Come Christmas, I know it will change again with the birth of this precious child.
First smiles. First steps. First words.
It just keeps getting better and better.
Friday, 5 June 2009
On moving with a toddler
Ah, moving with a toddler. Now there was an interesting experience.
The drive was about 35 hours long. I did it in three days when I moved to Ottawa originally, but I didn't have a two year old and a couple cats in the backseat, so we gave ourselves four days and said we'd stop when we needed to each night.
Surprisingly, though, we didn't need the four days. The little guy did amazing on the trip. We made it 10 hours on the first day. He fell asleep just before we were about to stop for the night on the second day, so we kept going, making it 15 hours that day. Another 10 hour push and we were home. He was pretty fed up by the last three hours of the trip, but unfortunately for all of us there was literally nowhere to stop! Ah, northern living. Fun stuff.

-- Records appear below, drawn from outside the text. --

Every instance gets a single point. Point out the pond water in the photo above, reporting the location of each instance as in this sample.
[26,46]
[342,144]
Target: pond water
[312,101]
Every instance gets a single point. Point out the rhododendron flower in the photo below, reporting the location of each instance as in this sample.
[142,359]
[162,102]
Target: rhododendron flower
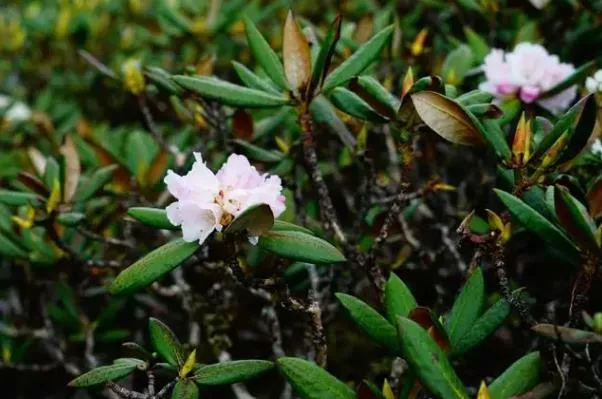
[593,84]
[208,201]
[527,73]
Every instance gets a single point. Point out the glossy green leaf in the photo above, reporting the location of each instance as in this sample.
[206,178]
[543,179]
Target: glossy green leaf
[324,58]
[153,266]
[257,220]
[310,381]
[485,325]
[300,246]
[230,372]
[580,135]
[324,112]
[264,55]
[467,307]
[359,61]
[399,300]
[185,389]
[166,343]
[352,104]
[98,179]
[575,219]
[428,361]
[457,63]
[518,378]
[250,79]
[152,217]
[17,198]
[258,153]
[477,43]
[535,222]
[10,248]
[228,93]
[280,225]
[371,322]
[575,78]
[70,219]
[103,374]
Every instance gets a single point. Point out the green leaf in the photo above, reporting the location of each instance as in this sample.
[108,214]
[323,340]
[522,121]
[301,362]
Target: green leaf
[166,343]
[479,46]
[264,55]
[70,219]
[251,79]
[153,266]
[324,112]
[352,104]
[17,198]
[457,63]
[575,219]
[486,325]
[152,217]
[566,123]
[428,361]
[359,61]
[371,322]
[258,153]
[300,246]
[313,382]
[518,378]
[579,136]
[10,248]
[228,93]
[280,225]
[536,223]
[98,179]
[577,76]
[103,374]
[324,58]
[185,389]
[399,300]
[257,220]
[231,372]
[467,307]
[446,118]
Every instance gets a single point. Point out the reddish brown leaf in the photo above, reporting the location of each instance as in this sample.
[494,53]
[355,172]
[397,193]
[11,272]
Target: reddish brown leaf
[296,54]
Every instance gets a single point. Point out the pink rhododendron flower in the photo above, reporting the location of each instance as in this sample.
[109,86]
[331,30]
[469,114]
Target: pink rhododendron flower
[526,73]
[208,201]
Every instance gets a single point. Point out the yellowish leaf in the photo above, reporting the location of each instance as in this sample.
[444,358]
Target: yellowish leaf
[408,82]
[521,147]
[296,54]
[188,364]
[387,391]
[282,145]
[446,118]
[38,160]
[417,46]
[72,169]
[55,196]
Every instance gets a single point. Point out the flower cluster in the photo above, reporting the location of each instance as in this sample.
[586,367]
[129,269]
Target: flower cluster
[528,72]
[593,83]
[208,201]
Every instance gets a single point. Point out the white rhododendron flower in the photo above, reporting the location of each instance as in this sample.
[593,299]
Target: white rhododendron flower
[208,201]
[526,73]
[17,111]
[593,84]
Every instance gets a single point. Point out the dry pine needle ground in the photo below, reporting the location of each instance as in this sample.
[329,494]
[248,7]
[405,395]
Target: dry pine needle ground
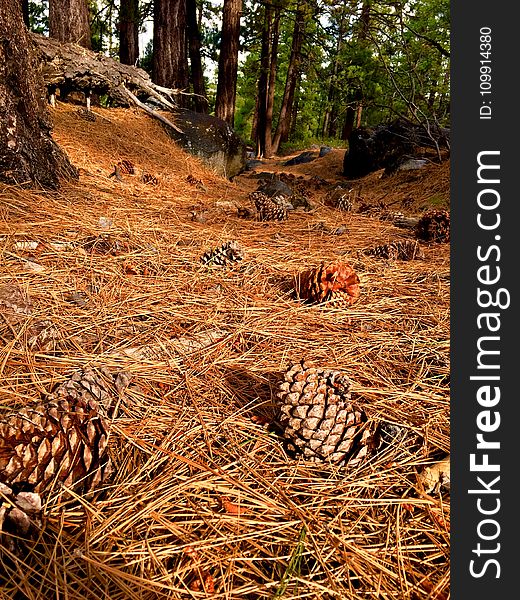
[205,501]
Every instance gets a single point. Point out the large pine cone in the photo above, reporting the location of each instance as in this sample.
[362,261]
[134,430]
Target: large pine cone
[319,419]
[229,252]
[63,438]
[269,209]
[336,283]
[434,226]
[340,198]
[398,250]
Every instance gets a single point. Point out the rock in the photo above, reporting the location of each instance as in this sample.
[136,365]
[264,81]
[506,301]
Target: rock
[301,158]
[384,146]
[275,187]
[325,150]
[211,139]
[405,164]
[252,163]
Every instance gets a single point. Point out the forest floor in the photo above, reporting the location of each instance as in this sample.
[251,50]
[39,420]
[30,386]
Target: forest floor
[205,500]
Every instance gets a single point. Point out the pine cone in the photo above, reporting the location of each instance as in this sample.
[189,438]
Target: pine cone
[319,419]
[148,178]
[86,114]
[336,283]
[62,438]
[126,167]
[19,519]
[340,198]
[229,252]
[268,209]
[434,226]
[398,250]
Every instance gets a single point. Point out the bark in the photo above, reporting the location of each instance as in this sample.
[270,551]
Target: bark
[331,111]
[71,68]
[28,154]
[263,82]
[129,32]
[228,61]
[197,73]
[170,60]
[284,120]
[68,22]
[272,84]
[25,12]
[354,110]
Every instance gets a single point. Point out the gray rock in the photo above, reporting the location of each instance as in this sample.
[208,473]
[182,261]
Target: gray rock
[304,157]
[212,140]
[325,150]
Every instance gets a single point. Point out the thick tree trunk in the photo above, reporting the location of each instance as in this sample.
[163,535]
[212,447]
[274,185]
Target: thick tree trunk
[129,32]
[25,12]
[170,60]
[263,83]
[68,22]
[284,120]
[28,154]
[272,85]
[228,61]
[197,73]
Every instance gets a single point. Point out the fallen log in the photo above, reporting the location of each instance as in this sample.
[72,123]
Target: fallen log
[69,67]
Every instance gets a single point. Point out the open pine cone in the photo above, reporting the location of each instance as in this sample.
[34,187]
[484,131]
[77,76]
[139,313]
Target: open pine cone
[228,253]
[319,419]
[434,226]
[336,283]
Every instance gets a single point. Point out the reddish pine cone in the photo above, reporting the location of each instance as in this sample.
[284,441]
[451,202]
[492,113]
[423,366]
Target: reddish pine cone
[336,283]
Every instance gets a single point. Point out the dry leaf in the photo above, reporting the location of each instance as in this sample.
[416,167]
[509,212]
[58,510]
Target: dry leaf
[435,477]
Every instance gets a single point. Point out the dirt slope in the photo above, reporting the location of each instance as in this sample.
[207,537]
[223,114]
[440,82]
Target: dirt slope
[206,502]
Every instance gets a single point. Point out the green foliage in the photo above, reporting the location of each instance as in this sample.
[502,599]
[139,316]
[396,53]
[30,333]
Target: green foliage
[146,61]
[39,16]
[396,63]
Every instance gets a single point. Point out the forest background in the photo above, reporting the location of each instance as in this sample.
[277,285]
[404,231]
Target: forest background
[284,73]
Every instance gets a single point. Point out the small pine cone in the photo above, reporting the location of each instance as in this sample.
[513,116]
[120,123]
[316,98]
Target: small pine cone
[319,419]
[196,182]
[434,226]
[19,519]
[86,114]
[336,282]
[267,209]
[398,250]
[64,437]
[340,198]
[148,178]
[229,252]
[104,244]
[126,167]
[54,441]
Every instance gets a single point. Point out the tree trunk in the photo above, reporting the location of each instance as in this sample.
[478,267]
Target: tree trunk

Honestly, I think the toddler did better than the cats. They were unhappy felines the entire trip. They refused to get out of the car to use the litter box or have food and water every time we stopped, so they went each long day with full bladders and empty stomachs. Lucky for them, they decided the hotel washrooms were an acceptable place to relieve and refuel themselves each night.

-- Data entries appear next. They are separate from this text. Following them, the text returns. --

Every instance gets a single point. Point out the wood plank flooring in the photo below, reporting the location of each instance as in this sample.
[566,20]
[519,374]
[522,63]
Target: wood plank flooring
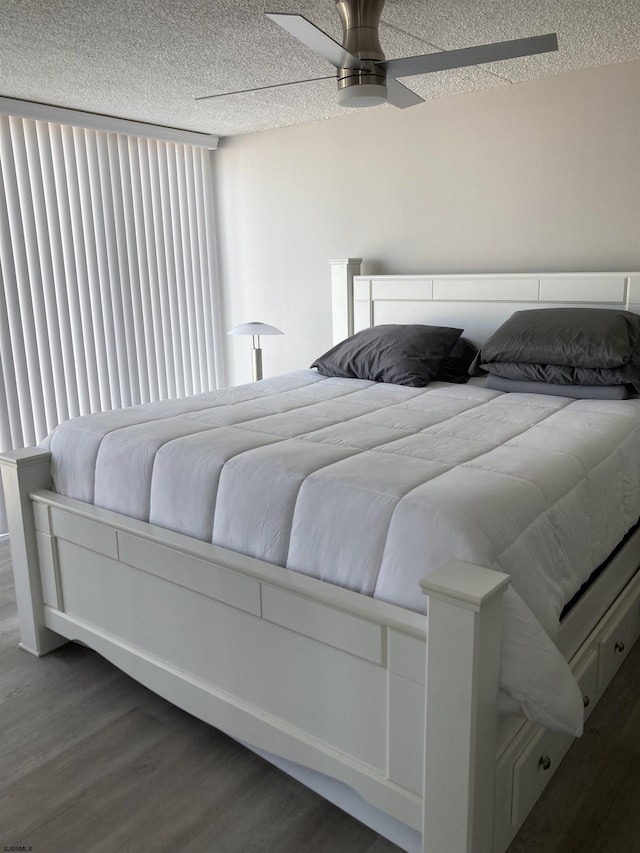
[91,762]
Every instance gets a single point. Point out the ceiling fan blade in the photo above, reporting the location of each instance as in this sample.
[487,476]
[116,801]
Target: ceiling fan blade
[400,96]
[262,88]
[429,62]
[316,39]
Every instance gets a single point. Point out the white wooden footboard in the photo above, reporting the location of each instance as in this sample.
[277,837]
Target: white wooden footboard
[310,672]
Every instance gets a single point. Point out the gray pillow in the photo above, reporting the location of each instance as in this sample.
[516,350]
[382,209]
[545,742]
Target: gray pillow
[566,346]
[578,392]
[578,337]
[398,354]
[627,374]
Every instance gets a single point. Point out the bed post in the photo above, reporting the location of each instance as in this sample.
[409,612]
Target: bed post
[463,661]
[23,471]
[342,273]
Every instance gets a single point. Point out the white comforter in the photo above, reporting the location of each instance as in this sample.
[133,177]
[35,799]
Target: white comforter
[372,486]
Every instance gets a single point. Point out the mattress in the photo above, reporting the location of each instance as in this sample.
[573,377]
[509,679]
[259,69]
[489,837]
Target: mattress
[372,486]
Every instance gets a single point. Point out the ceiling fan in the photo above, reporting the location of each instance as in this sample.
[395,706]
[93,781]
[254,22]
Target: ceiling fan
[365,77]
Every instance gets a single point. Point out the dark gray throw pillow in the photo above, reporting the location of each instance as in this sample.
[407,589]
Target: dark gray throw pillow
[576,337]
[578,392]
[627,374]
[398,354]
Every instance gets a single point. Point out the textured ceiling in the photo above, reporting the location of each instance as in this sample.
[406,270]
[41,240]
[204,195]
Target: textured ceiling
[149,59]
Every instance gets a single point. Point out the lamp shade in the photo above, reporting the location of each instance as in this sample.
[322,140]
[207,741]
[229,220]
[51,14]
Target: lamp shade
[254,329]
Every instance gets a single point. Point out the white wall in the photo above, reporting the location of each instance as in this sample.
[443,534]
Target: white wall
[543,175]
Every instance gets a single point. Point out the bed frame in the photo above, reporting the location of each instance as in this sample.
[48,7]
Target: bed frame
[330,683]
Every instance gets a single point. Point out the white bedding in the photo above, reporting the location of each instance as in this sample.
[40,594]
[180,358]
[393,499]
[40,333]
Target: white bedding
[371,486]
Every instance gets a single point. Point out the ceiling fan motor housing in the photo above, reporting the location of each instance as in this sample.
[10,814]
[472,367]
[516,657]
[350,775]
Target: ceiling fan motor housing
[361,87]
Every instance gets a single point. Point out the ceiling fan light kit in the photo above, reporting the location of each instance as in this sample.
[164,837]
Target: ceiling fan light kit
[365,78]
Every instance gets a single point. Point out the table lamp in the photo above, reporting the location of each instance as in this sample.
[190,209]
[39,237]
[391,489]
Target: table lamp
[255,329]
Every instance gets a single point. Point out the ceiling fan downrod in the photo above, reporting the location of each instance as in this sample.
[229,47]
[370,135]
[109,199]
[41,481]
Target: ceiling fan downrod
[361,87]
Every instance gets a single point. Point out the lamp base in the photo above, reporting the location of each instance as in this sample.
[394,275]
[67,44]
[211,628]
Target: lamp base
[256,363]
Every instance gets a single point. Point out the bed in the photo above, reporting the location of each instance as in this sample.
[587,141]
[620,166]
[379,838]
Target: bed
[326,681]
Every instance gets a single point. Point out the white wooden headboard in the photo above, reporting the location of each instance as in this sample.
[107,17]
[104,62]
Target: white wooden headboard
[476,303]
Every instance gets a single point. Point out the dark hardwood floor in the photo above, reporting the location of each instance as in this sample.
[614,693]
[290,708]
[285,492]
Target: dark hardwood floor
[91,762]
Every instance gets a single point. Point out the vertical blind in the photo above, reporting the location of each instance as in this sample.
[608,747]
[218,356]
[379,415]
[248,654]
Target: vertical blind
[109,293]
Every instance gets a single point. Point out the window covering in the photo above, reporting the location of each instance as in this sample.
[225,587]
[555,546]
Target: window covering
[109,293]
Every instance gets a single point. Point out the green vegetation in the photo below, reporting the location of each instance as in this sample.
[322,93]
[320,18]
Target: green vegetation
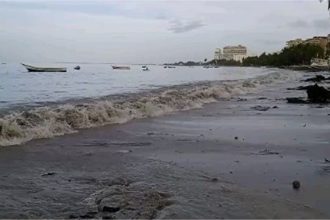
[224,63]
[297,55]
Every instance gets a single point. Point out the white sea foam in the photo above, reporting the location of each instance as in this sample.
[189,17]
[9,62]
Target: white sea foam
[46,122]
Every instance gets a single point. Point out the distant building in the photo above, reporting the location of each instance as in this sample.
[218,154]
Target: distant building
[217,54]
[295,42]
[322,41]
[237,53]
[319,40]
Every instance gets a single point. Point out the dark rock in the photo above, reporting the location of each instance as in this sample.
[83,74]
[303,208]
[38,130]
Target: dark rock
[73,216]
[48,174]
[317,78]
[110,209]
[268,152]
[261,108]
[88,215]
[108,217]
[214,179]
[296,184]
[296,101]
[318,94]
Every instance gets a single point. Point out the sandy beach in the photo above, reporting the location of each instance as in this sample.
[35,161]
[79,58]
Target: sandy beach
[236,158]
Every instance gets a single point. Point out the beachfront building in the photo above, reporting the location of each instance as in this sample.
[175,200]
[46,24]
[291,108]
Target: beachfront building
[322,41]
[318,40]
[237,53]
[217,54]
[295,42]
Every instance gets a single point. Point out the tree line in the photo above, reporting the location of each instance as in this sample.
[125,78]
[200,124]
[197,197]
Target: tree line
[300,54]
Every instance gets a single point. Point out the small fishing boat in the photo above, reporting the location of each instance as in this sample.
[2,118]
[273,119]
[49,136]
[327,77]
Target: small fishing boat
[145,68]
[44,69]
[121,67]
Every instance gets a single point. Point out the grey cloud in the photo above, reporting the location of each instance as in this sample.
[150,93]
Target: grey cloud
[178,26]
[322,23]
[298,24]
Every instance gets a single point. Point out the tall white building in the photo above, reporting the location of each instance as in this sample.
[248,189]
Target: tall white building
[218,54]
[237,53]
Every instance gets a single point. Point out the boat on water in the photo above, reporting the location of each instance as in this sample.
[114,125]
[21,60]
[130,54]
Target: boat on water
[145,68]
[169,67]
[44,69]
[121,67]
[317,62]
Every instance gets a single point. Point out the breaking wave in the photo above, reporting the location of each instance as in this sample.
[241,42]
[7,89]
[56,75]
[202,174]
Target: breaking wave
[49,121]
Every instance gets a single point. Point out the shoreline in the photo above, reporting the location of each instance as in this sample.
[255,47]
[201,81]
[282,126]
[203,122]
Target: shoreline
[229,159]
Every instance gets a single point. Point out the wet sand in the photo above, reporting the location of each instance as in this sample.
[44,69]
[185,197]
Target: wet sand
[226,160]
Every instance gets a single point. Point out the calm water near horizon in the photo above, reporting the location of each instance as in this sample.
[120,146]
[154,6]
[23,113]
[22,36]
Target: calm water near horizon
[19,87]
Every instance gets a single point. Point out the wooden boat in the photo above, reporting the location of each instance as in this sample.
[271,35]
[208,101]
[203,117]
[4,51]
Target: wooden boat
[121,67]
[44,69]
[145,68]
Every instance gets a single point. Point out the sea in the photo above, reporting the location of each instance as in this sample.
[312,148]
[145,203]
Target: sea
[44,105]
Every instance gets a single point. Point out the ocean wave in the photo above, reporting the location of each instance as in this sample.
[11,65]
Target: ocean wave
[56,120]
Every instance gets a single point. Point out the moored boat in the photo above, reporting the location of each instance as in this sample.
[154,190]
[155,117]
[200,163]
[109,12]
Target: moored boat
[44,69]
[121,67]
[145,68]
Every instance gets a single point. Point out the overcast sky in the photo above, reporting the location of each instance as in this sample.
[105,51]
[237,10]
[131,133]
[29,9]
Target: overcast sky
[151,31]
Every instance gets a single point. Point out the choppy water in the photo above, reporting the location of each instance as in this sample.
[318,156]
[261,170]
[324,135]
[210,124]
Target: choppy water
[17,86]
[42,105]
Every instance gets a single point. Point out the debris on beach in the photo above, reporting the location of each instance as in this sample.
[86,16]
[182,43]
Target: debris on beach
[268,152]
[317,78]
[261,108]
[48,174]
[296,101]
[296,185]
[315,94]
[318,94]
[134,201]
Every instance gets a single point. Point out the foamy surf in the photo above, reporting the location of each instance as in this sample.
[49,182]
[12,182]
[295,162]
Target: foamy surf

Just after leaving Ottawa, there were a few brief moments of "oh my, how are we going to survive this trip" when first one cat started meowing, and then the other – and then the toddler joined in. We both groaned at that point, with visions of 35 hours worth of three meowing voices. Fortunately, he lost interest in imitating the cats within a bearable span of time. The cats themselves kept it up for much longer (and received many a grumbled threat from my husband about leaving them on the side of the road to fend for themselves in the wild), but we're here, so we must have survived.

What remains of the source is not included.